An analytical model to teach you to find a good company.
To sum up, the stock investment methods in the market mainly come from two schools: fundamentals and technology.
Fundamental analysis: mainly analyze the basic situation of macro-economy, industry and company. Generally speaking, it refers to choosing a good company in a good industry and then buying it when its stock is cheap. To sum up, it is nine words: good industry, good company and good price.
1. Analyze the two concepts of the company.
qualitative analysis
Just like a liberal arts student, he provides you with some information and conclusions relatively directly. For example, your company is engaged in the Internet, which is an emerging industry with relatively good development prospects. This is a qualitative analysis.
quantitative analysis
More like a science student, he needs to verify and judge with actual data. For example, the average annual salary of employees in the Internet industry is 300,000, while in the education industry, the annual salary of an ordinary teacher may be about 6.5438+10,000. From the perspective of treatment, the Internet industry is obviously better, which is a quantitative analysis.

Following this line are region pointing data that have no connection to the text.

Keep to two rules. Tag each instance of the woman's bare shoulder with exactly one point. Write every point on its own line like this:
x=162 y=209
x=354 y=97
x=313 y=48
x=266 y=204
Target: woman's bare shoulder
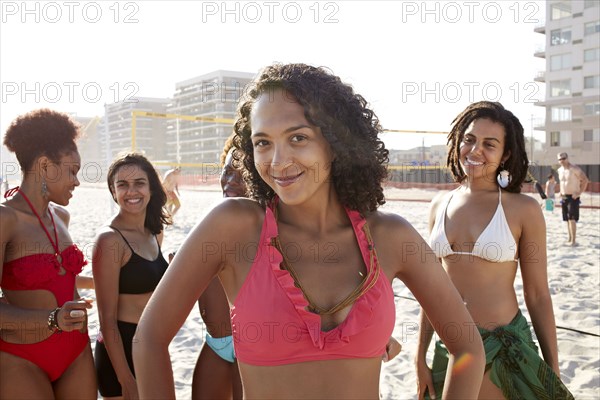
x=389 y=222
x=9 y=218
x=243 y=214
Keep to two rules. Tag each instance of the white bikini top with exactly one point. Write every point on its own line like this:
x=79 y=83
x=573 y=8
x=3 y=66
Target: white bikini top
x=496 y=243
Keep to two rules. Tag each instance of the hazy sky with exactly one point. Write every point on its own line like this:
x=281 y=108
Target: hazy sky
x=418 y=63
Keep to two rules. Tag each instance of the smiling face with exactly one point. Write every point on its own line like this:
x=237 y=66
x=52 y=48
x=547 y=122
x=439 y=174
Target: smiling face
x=291 y=154
x=61 y=178
x=131 y=188
x=482 y=148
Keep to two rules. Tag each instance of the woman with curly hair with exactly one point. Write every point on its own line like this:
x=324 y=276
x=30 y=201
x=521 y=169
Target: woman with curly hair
x=44 y=345
x=312 y=306
x=482 y=231
x=128 y=265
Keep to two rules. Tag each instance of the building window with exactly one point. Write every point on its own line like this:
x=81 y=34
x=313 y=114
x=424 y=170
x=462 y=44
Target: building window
x=591 y=55
x=560 y=61
x=591 y=3
x=591 y=28
x=560 y=113
x=554 y=139
x=560 y=88
x=591 y=109
x=560 y=36
x=560 y=10
x=591 y=82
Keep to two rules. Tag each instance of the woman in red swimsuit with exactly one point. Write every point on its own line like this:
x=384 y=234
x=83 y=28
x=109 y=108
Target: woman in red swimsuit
x=309 y=263
x=44 y=345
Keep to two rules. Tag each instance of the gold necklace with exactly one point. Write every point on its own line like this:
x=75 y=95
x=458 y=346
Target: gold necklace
x=365 y=285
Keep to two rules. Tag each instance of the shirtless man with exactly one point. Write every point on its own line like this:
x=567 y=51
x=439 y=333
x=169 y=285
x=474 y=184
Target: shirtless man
x=170 y=183
x=573 y=182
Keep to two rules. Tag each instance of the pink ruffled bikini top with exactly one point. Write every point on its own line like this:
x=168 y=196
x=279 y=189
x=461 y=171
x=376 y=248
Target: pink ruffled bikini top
x=272 y=325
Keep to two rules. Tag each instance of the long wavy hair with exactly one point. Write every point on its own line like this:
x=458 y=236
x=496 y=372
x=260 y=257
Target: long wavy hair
x=349 y=126
x=156 y=215
x=517 y=163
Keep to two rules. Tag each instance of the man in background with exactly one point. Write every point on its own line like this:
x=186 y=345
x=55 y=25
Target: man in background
x=573 y=183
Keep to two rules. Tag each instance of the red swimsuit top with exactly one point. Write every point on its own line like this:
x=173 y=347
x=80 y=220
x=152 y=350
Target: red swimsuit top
x=272 y=326
x=42 y=271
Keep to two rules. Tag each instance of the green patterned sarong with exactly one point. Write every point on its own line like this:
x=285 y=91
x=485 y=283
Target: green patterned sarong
x=516 y=367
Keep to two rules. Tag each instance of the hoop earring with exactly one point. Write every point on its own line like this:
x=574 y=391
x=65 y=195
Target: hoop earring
x=503 y=177
x=44 y=189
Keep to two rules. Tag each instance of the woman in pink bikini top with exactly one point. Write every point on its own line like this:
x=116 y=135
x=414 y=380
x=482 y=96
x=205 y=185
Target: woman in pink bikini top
x=307 y=262
x=44 y=347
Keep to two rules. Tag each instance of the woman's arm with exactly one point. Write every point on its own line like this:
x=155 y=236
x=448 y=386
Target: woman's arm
x=107 y=258
x=426 y=331
x=532 y=257
x=424 y=276
x=202 y=255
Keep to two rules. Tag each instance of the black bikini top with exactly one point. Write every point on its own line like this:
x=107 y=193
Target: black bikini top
x=139 y=275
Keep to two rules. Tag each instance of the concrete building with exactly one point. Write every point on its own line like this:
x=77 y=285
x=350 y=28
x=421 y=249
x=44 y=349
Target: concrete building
x=115 y=129
x=423 y=156
x=213 y=95
x=572 y=80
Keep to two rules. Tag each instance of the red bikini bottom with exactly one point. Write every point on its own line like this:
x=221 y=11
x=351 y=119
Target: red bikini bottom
x=53 y=355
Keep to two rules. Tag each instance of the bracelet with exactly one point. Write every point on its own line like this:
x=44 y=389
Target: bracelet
x=53 y=320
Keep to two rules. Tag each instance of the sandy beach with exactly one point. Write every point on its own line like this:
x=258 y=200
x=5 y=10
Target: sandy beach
x=574 y=280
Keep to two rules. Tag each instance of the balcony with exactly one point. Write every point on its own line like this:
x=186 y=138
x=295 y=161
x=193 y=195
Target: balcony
x=540 y=51
x=540 y=76
x=540 y=27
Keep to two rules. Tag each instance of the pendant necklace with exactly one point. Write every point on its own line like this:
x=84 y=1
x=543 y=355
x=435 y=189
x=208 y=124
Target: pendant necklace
x=53 y=243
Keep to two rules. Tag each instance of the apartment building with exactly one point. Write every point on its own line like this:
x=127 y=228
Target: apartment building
x=572 y=80
x=115 y=129
x=212 y=96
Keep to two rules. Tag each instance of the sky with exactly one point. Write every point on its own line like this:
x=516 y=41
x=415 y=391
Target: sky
x=417 y=63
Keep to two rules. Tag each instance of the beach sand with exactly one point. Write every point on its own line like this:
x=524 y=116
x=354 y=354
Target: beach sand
x=573 y=273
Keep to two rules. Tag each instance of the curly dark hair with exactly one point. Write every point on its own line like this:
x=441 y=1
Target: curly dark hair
x=156 y=215
x=517 y=163
x=39 y=133
x=350 y=127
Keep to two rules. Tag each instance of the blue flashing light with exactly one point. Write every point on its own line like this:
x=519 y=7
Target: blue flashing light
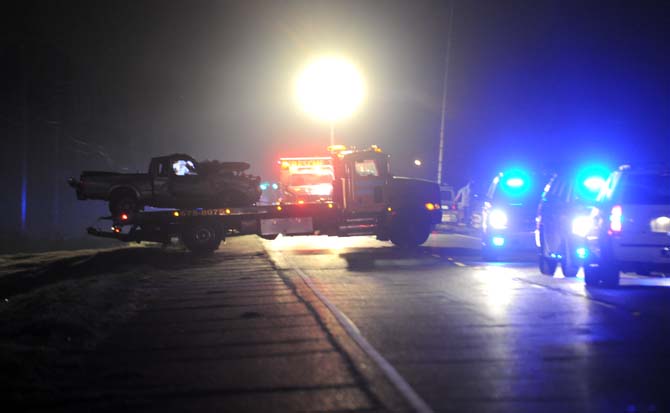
x=582 y=253
x=515 y=182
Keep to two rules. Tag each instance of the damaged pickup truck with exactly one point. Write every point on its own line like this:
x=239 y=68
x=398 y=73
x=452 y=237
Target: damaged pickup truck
x=173 y=181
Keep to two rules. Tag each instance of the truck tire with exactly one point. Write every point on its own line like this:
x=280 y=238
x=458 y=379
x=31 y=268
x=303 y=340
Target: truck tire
x=410 y=233
x=547 y=264
x=202 y=237
x=602 y=276
x=569 y=267
x=123 y=202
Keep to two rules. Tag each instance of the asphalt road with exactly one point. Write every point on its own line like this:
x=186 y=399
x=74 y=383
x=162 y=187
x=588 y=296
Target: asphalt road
x=357 y=325
x=470 y=336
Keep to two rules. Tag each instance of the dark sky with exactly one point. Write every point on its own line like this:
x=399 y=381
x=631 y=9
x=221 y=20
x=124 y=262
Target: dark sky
x=530 y=82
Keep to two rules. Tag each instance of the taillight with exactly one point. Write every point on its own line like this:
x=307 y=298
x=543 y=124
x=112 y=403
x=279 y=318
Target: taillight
x=616 y=219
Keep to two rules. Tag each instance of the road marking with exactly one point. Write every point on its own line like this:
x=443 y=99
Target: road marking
x=391 y=373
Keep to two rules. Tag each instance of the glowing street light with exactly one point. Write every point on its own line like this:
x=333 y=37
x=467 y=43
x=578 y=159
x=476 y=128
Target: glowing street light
x=330 y=89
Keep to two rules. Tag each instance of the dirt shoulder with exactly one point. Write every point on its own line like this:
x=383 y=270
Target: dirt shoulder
x=57 y=306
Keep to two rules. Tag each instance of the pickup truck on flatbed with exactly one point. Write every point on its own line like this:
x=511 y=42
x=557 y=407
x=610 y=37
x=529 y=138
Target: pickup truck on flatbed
x=173 y=181
x=366 y=200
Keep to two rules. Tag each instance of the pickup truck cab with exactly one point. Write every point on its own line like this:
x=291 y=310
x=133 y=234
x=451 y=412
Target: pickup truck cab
x=173 y=181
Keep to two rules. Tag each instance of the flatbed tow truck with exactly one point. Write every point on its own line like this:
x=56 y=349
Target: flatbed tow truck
x=366 y=200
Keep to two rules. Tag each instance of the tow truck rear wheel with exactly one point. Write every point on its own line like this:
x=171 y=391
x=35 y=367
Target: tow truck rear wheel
x=123 y=203
x=203 y=237
x=410 y=233
x=605 y=275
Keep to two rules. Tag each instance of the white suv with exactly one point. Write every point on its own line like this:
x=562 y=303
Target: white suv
x=631 y=226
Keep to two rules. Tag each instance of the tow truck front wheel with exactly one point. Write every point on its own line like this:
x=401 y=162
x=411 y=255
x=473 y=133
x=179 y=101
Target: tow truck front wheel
x=202 y=237
x=410 y=233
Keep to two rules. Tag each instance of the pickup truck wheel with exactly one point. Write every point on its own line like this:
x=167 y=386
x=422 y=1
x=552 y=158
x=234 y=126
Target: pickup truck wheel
x=204 y=237
x=123 y=203
x=569 y=266
x=410 y=233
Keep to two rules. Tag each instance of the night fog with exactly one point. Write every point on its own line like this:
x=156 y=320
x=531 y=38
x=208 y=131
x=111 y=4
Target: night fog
x=108 y=85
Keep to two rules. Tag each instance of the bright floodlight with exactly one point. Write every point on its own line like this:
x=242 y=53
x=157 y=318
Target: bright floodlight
x=330 y=89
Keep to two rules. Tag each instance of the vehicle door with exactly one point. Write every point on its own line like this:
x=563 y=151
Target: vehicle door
x=187 y=186
x=369 y=182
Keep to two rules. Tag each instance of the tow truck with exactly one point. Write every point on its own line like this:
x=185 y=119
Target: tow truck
x=366 y=200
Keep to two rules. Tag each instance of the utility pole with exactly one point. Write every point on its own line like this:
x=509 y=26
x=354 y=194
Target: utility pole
x=24 y=140
x=440 y=160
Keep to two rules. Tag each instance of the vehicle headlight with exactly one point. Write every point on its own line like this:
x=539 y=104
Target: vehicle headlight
x=582 y=225
x=498 y=219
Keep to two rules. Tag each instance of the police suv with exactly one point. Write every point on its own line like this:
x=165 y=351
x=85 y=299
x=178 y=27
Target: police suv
x=630 y=226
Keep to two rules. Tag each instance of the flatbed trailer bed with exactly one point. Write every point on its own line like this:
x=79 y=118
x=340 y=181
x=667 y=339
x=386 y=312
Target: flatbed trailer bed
x=204 y=229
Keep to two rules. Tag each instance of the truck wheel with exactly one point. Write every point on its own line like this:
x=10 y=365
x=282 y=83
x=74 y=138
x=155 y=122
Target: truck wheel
x=603 y=276
x=123 y=203
x=410 y=233
x=203 y=237
x=568 y=266
x=489 y=254
x=547 y=264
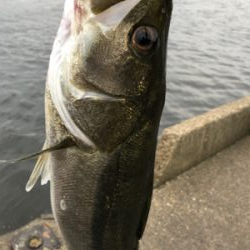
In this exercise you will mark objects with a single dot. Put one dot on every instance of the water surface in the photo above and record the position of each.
(208, 65)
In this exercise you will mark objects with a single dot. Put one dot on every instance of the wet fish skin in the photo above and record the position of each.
(101, 186)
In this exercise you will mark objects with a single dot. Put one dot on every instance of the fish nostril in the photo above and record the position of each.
(63, 205)
(35, 242)
(97, 6)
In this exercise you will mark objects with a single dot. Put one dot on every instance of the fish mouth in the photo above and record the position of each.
(92, 93)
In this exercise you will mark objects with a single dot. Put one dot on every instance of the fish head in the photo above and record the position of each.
(121, 49)
(113, 69)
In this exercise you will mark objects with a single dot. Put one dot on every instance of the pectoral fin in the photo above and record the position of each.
(42, 167)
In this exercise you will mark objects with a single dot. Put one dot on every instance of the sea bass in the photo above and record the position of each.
(104, 97)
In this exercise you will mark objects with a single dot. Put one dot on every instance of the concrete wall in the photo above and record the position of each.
(187, 144)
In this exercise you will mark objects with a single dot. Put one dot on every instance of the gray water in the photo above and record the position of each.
(208, 65)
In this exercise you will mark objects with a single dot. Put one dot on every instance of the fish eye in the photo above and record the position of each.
(144, 40)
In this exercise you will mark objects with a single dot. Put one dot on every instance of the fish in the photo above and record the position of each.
(104, 96)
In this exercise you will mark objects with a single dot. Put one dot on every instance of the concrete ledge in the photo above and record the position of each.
(187, 144)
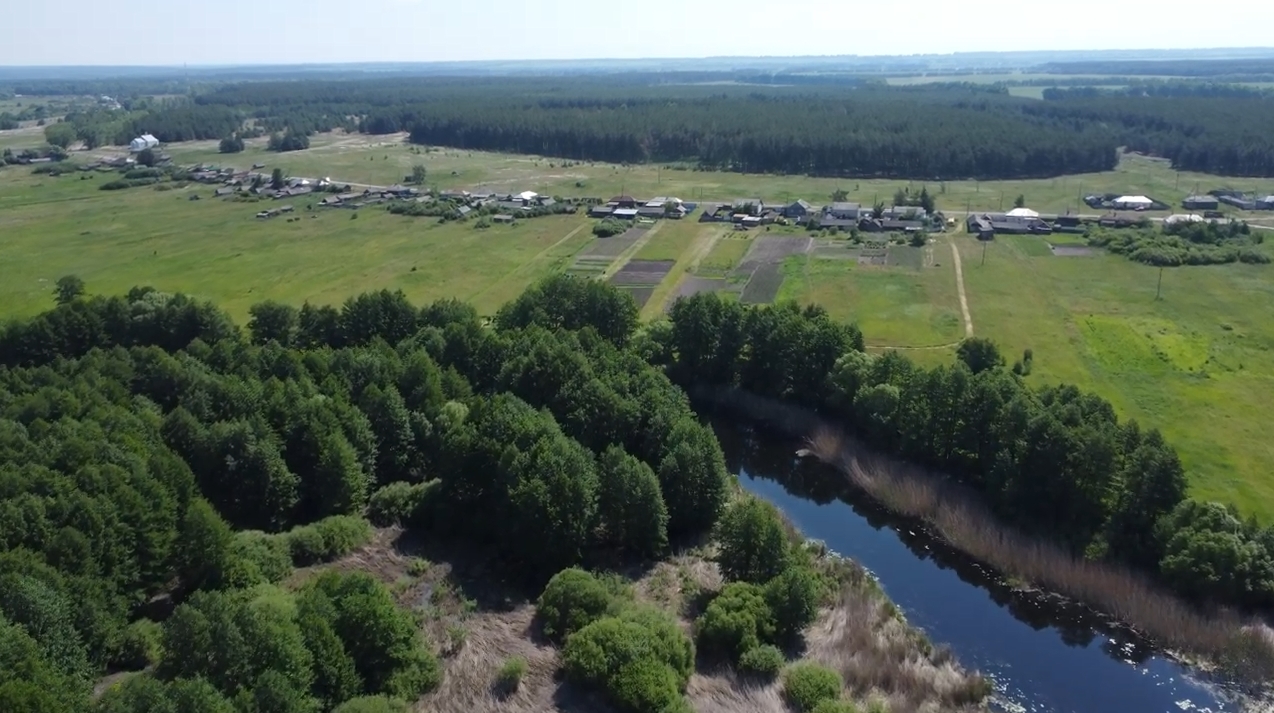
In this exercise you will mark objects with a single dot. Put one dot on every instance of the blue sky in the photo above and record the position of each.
(199, 32)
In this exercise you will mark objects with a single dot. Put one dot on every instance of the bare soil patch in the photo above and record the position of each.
(642, 273)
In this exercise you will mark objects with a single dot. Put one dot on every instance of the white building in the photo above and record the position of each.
(1133, 203)
(142, 143)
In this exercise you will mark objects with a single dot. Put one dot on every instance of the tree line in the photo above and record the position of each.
(154, 452)
(1052, 461)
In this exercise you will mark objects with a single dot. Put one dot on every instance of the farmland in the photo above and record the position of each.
(1193, 364)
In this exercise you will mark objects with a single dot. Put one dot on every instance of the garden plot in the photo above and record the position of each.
(771, 250)
(594, 260)
(642, 273)
(692, 285)
(763, 266)
(763, 285)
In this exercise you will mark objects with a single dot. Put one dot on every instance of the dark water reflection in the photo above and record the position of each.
(1042, 655)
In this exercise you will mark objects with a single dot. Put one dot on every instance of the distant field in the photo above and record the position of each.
(116, 240)
(1196, 364)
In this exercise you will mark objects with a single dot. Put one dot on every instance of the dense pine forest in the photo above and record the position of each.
(847, 127)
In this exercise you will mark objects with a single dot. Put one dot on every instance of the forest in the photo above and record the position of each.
(163, 471)
(1052, 461)
(943, 131)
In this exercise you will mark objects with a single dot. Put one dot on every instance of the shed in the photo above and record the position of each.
(143, 143)
(1200, 203)
(1131, 203)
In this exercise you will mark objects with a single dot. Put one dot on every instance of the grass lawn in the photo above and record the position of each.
(894, 306)
(217, 250)
(725, 255)
(1196, 364)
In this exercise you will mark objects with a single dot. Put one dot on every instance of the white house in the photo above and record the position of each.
(143, 141)
(1133, 203)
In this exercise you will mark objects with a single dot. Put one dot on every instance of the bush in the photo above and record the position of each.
(572, 600)
(735, 621)
(763, 662)
(805, 685)
(793, 599)
(139, 646)
(836, 707)
(328, 539)
(753, 543)
(510, 675)
(396, 503)
(372, 704)
(631, 662)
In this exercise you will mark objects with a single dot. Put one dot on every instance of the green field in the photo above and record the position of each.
(1196, 364)
(218, 250)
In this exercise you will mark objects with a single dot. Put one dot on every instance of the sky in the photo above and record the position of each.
(235, 32)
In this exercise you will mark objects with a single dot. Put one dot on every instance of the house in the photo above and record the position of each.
(143, 143)
(1131, 203)
(842, 211)
(799, 210)
(1200, 203)
(1238, 201)
(906, 213)
(980, 225)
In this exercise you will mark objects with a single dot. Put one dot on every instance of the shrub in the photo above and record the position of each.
(328, 539)
(763, 662)
(631, 662)
(139, 644)
(396, 503)
(572, 600)
(836, 707)
(753, 541)
(805, 685)
(372, 704)
(793, 599)
(735, 621)
(510, 675)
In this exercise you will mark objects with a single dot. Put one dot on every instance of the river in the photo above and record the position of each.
(1042, 657)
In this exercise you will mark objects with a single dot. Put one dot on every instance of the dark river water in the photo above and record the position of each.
(1045, 658)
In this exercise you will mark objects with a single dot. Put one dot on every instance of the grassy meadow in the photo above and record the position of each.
(1196, 364)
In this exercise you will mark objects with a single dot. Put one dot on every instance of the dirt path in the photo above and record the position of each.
(686, 265)
(959, 285)
(618, 264)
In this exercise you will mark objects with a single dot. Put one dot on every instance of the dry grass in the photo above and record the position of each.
(958, 516)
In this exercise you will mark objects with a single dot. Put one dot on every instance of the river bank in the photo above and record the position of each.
(1038, 571)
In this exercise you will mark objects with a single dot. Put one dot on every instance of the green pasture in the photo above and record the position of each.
(1196, 364)
(218, 250)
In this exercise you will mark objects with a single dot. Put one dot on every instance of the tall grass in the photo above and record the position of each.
(958, 516)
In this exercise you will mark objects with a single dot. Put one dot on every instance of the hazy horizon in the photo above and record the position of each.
(241, 32)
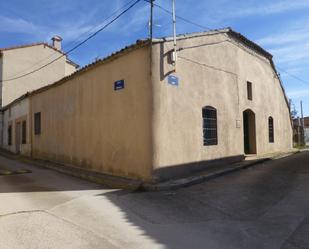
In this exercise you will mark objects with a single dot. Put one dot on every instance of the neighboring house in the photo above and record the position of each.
(132, 115)
(16, 62)
(18, 67)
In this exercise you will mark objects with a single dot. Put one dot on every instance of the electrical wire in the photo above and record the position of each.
(179, 17)
(76, 46)
(76, 40)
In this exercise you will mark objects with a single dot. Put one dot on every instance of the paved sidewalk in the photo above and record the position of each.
(214, 172)
(119, 182)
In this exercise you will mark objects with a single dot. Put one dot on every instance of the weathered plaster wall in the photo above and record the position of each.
(213, 71)
(19, 61)
(88, 124)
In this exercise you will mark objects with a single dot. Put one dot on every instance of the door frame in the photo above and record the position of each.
(249, 132)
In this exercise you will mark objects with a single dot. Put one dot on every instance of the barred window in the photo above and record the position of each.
(210, 136)
(249, 90)
(24, 132)
(10, 135)
(37, 123)
(271, 129)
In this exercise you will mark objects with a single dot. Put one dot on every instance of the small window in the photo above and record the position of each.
(10, 135)
(271, 130)
(37, 123)
(210, 126)
(24, 132)
(249, 90)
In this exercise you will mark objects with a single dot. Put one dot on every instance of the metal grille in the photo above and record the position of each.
(37, 123)
(271, 129)
(210, 136)
(10, 135)
(24, 132)
(249, 90)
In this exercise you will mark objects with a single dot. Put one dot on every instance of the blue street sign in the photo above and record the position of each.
(118, 85)
(173, 80)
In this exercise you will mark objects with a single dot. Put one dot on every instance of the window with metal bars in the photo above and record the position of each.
(10, 135)
(271, 130)
(210, 136)
(249, 90)
(37, 123)
(24, 132)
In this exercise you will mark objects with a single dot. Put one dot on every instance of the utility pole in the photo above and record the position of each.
(302, 122)
(151, 21)
(174, 34)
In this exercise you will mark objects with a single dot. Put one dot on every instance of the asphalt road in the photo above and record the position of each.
(266, 206)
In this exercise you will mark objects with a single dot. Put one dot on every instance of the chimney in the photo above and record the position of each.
(57, 42)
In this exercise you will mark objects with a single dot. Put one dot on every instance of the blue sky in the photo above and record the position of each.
(281, 27)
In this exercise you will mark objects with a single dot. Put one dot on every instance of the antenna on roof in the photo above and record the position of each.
(174, 53)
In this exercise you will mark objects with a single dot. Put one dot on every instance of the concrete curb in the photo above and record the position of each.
(192, 180)
(202, 177)
(92, 176)
(124, 183)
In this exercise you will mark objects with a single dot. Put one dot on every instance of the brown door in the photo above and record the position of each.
(249, 132)
(18, 137)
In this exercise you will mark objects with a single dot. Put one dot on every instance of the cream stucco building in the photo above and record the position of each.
(132, 115)
(22, 69)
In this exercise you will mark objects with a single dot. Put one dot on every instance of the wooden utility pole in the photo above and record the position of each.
(174, 35)
(151, 21)
(302, 122)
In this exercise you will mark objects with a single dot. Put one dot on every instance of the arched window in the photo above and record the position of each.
(271, 130)
(210, 136)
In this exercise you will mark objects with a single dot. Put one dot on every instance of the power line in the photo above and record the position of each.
(204, 27)
(179, 17)
(293, 76)
(77, 39)
(78, 45)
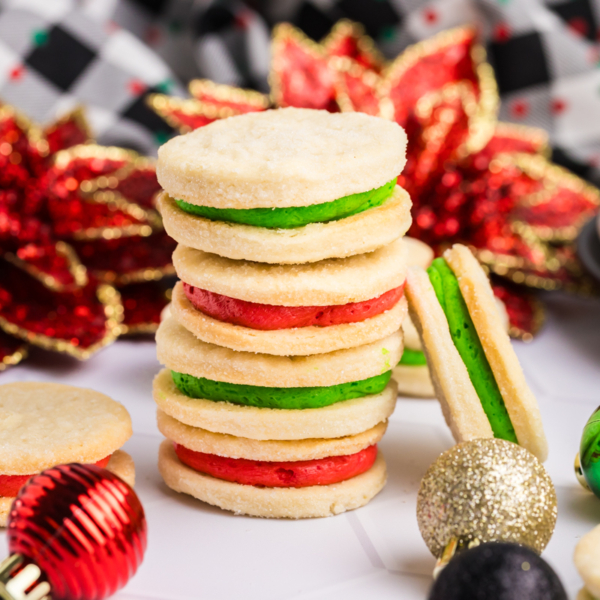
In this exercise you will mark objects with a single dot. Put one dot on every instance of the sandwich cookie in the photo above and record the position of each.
(286, 186)
(412, 372)
(46, 424)
(276, 479)
(475, 371)
(291, 310)
(215, 374)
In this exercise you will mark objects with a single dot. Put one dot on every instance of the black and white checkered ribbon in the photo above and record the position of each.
(109, 54)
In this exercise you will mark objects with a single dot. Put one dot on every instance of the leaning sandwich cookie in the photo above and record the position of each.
(46, 424)
(289, 310)
(476, 374)
(277, 479)
(286, 186)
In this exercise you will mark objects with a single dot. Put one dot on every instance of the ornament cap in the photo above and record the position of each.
(16, 580)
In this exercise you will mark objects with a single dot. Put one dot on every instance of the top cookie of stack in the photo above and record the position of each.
(289, 186)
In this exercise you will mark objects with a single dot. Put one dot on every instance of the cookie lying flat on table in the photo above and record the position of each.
(476, 374)
(46, 424)
(304, 309)
(286, 186)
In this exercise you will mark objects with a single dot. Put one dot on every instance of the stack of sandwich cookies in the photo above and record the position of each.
(291, 309)
(475, 371)
(322, 400)
(286, 186)
(46, 424)
(412, 372)
(282, 332)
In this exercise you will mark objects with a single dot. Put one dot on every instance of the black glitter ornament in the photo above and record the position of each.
(497, 571)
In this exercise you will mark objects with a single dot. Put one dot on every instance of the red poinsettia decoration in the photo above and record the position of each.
(472, 179)
(79, 239)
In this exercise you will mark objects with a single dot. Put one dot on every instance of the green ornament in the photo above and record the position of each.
(589, 452)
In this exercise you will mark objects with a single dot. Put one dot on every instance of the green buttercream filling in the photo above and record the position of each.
(273, 397)
(413, 358)
(295, 216)
(469, 347)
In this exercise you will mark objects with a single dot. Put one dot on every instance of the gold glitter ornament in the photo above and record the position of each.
(486, 490)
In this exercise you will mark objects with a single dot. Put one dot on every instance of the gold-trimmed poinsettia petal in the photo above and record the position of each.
(512, 137)
(560, 208)
(525, 311)
(135, 182)
(77, 214)
(128, 260)
(78, 323)
(70, 130)
(226, 96)
(186, 114)
(348, 39)
(356, 88)
(143, 303)
(428, 66)
(12, 350)
(300, 74)
(55, 265)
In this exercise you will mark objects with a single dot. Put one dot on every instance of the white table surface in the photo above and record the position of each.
(197, 551)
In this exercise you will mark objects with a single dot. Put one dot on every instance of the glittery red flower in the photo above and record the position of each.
(75, 218)
(472, 179)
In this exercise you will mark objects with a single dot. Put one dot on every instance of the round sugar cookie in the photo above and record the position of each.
(202, 440)
(180, 350)
(413, 380)
(46, 424)
(281, 158)
(418, 252)
(298, 341)
(358, 234)
(587, 560)
(329, 282)
(120, 463)
(337, 420)
(276, 503)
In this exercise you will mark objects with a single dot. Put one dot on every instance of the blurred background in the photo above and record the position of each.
(500, 98)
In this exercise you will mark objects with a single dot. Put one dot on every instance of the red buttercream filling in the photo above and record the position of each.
(304, 473)
(270, 317)
(11, 484)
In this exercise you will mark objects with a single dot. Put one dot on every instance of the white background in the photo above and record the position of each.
(196, 551)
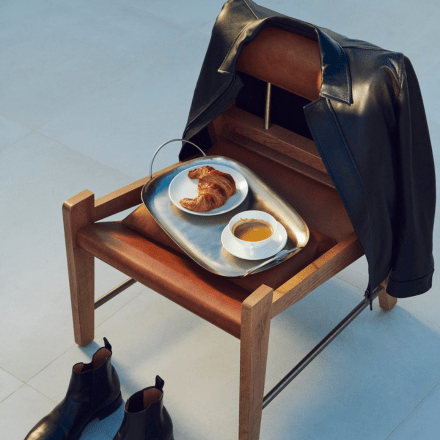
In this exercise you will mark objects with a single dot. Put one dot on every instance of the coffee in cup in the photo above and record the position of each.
(253, 229)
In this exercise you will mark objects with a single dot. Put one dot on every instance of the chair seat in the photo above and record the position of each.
(174, 276)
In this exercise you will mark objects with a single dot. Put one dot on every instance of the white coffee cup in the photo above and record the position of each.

In reality, we must combine stereotype analysis with quantitative analysis in order to draw a reliable conclusion.
2. How to judge a good company?
Let's analyze the quality of a company from four common angles.
Angle 1: Are there opportunities and risks (O/T) in your industry?
First of all, we divide various industries into three categories according to their development: emerging industries, traditional industries and sunset industries.
Generally speaking, emerging industries have good development prospects, and once they encounter the wind, they will have explosive growth; The development prospects of traditional industries are generally stable, and some of them are rising steadily; The development momentum of sunset industry is relatively insufficient.
By observing the growth performance of the above three industries in the past five years, we will find that the computer industry (emerging industry) performed the best, with an increase of 46%; Transportation (traditional industries) increased by 28%, ranking second; Coal mining (sunset industry) performed the worst, with a cumulative decline of 10%.
Conclusion: From the data point of view, it is a wise decision to choose those industries with good development prospects and stay away from those sunset industries as far as possible.
Angle 2: Know your competitors.
After determining the industry, you should also know the competitors in this industry, that is, other companies with the same business as you.
How to query competitors:
The first step, through professional stock software, first inquire about specific listed companies, and then look for competitors in the same industry. For example, if you check the information of Haitian Ye Wei, you will find that this company is a company that produces soy sauce and belongs to the condiment industry.
In the second step, we found nine listed companies from the condiment industry.
In the third step, among these companies, we compared their main businesses and finally found a listed company that also produces soy sauce: Jiajia Food.
After finding competitors, we can make a detailed analysis of the two companies.
Angle 3: Competitive Advantage/Competitive Disadvantage (Software)
Analyze whether a company has a competitive advantage.
For example, Kweichow Moutai has two very unique advantages: First, the brand has a very high degree of recognition in the hearts of consumers; Second, the geographical location, the geographical location of Maotai Town, the origin of Moutai, is special, and the brewed wine is very distinctive, which cannot be replicated elsewhere. These advantages are also reflected in the stock price performance.
Angle 4: Development strategy
How to combine competitive advantage with external opportunities largely determines the company's development strategy.
For example, Kweichow Moutai has very unique geographical and brand advantages. Considering the unique position of liquor in high-end dinners in China, Maotai has always adopted a high-priced strategy, and the price of a bottle of liquor is more than 1,000 yuan. In order to avoid direct competition with Kweichow Moutai, other liquor industries voluntarily give up high-end consumers and mainly promote some low-end brands of liquor.
So although they are all liquor enterprises, each company will choose different development strategies because of the gap in competitiveness. These are all the information we need to know in advance when choosing a company.